Former UBS trader says bank ‘mandated’ conduct that led to ban his from industry

kyiuki

Bloomberg

An ex-UBS Group AG trader banned from the finance industry over allegations that he manipulated Libor rates told a London court that his actions were “mandated” and “sanctioned”
by the bank.
Arif Hussein, a former head of UBS’s sterling rates desk, is challenging a decision by the Financial Conduct Authority to ban him at a London court hearing on Tuesday.

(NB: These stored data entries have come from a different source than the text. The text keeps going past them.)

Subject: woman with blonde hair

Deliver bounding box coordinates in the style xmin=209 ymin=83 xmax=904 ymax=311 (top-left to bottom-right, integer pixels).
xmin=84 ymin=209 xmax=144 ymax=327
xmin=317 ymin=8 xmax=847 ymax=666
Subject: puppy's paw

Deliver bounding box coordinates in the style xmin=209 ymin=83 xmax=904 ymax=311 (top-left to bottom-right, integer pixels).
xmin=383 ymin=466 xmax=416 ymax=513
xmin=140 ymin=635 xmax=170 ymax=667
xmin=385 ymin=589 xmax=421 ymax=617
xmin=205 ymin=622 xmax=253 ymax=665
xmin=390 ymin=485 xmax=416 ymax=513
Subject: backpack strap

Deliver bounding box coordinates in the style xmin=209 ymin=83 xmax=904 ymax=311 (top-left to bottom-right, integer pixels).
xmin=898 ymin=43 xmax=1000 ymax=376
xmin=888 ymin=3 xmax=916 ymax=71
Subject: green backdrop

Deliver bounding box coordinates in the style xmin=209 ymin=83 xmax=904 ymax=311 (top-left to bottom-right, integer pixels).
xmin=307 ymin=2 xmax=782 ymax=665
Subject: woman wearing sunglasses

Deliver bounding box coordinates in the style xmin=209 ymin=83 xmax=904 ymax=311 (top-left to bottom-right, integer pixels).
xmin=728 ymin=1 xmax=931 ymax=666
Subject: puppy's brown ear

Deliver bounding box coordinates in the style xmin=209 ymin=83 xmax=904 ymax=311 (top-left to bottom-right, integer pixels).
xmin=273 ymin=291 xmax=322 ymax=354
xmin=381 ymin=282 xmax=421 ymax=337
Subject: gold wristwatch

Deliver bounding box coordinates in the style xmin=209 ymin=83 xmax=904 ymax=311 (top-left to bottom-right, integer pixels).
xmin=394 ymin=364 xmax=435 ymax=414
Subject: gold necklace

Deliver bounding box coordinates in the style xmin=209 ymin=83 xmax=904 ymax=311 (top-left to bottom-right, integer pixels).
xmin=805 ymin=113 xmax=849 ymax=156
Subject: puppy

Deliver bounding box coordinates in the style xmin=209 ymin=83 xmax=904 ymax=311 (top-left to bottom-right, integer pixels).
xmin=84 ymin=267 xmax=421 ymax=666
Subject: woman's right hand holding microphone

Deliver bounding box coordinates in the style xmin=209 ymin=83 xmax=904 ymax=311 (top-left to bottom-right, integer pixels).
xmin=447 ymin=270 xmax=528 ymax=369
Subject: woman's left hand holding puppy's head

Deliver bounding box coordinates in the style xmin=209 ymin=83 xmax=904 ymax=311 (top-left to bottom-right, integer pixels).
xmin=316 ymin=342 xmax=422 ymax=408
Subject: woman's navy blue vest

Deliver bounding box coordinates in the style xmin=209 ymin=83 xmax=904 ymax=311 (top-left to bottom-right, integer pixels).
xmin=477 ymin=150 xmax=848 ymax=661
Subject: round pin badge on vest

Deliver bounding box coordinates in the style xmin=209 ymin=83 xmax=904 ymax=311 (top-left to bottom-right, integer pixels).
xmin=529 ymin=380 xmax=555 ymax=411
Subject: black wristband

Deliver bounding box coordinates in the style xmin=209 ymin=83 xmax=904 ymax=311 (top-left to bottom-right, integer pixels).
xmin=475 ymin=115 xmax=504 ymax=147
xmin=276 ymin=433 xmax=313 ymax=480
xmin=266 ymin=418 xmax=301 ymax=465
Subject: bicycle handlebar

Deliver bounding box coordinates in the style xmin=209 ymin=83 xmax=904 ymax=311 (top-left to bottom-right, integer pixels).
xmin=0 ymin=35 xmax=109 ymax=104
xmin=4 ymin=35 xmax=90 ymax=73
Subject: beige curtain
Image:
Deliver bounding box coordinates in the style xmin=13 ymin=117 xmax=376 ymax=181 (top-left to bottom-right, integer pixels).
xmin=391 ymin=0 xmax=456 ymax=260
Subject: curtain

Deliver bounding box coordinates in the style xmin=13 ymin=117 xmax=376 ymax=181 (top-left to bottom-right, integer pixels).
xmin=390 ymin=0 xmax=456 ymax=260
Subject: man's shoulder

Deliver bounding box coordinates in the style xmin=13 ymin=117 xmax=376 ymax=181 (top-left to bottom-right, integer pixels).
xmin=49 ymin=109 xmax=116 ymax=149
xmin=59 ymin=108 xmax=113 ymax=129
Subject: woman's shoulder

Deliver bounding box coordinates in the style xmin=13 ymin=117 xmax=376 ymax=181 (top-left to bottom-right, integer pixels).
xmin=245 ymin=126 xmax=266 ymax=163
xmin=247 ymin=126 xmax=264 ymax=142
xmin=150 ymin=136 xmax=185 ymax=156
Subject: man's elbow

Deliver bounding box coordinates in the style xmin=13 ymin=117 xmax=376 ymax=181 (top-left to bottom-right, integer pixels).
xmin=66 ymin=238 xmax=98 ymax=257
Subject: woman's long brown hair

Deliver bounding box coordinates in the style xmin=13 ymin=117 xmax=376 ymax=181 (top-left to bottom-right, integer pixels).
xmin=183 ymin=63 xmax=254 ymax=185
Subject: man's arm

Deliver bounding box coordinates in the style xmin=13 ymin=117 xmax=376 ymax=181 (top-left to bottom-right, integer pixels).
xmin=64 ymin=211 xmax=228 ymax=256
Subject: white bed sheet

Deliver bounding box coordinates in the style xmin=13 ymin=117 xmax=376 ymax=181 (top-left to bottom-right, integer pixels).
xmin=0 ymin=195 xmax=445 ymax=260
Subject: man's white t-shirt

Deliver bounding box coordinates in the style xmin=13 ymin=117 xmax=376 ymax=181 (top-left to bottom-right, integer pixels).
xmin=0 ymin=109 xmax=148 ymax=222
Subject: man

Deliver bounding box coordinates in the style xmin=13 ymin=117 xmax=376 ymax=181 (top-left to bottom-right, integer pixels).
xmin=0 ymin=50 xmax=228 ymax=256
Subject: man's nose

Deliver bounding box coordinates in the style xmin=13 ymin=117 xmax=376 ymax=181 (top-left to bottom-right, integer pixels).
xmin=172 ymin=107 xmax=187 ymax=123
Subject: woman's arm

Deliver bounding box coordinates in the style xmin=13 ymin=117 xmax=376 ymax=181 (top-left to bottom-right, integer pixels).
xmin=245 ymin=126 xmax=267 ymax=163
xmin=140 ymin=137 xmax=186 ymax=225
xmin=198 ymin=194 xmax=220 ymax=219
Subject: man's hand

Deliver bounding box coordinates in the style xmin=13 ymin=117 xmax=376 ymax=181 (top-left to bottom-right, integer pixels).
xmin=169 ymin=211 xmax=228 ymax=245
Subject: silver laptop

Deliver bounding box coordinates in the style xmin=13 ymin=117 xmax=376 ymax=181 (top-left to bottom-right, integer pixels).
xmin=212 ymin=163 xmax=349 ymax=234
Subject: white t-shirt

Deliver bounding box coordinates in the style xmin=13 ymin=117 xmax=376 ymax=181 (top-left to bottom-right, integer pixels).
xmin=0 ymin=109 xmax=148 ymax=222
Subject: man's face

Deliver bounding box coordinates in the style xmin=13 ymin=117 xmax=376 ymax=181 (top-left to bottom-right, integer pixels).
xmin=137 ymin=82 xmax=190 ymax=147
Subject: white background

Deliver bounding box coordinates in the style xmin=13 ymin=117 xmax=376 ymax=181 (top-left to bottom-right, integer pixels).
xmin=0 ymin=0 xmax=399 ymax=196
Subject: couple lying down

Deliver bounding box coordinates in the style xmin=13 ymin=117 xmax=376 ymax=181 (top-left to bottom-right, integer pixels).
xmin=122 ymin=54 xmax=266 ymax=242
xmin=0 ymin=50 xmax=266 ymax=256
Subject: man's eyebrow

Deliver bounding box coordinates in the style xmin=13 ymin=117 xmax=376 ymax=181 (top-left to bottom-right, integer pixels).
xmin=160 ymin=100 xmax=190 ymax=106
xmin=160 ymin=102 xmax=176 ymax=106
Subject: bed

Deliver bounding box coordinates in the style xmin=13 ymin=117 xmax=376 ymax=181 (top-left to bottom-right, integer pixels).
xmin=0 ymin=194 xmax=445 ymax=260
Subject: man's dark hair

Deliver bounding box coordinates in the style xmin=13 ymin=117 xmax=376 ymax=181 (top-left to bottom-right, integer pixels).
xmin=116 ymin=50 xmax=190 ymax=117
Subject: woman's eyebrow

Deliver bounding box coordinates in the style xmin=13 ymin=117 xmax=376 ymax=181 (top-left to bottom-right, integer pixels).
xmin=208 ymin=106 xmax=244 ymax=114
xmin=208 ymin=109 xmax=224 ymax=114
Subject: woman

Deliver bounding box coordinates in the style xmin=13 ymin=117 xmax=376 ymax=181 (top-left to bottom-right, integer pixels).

His lawyer said in court documents that his actions were “not only permissible but mandated, sanctioned by the words and conduct of his senior managers.”
“Hussein, a very junior trader, has been penalised by the FCA when other, more senior bankers, with an involvement and responsibility for setting up the structures and regime which Hussein was mandated to follow, have been allowed to walk away,” his lawyer, Sara George, said in a statement. “Hussein’s actions, from which he derived no personal benefit at all, were simply routine, in accordance with his employer’s policies and procedures.”
The FCA has handed out hundreds of millions of pounds in fines — including a 160 million-pound ($217 million) penalty for UBS — over the manipulation of the London interbank offered rate, a key benchmark tied to the value of many financial products. Traders caught up in the scandal have tried, with varying degrees of success, to use their inexperience as a defense in proceedings in criminal and civil courts as well as employment tribunals.
The FCA said in its own court papers that Hussein “knowingly participated in conduct intended to improperly influence UBS’s GBP Libor submissions.” Regulators said that the case against Hussein is “even stronger” now than it was when the agency first decided to ban him in 2016.
UBS declined to comment on the case. The FCA says Hussein tried to influence interest-rate benchmark submissions 21 times between January and March 2009 to benefit his trading positions. Global fines related to Libor, a benchmark interest rate used in trillions of dollars of derivatives and loans, have reached about $9 billion and more than 20 traders have been charged.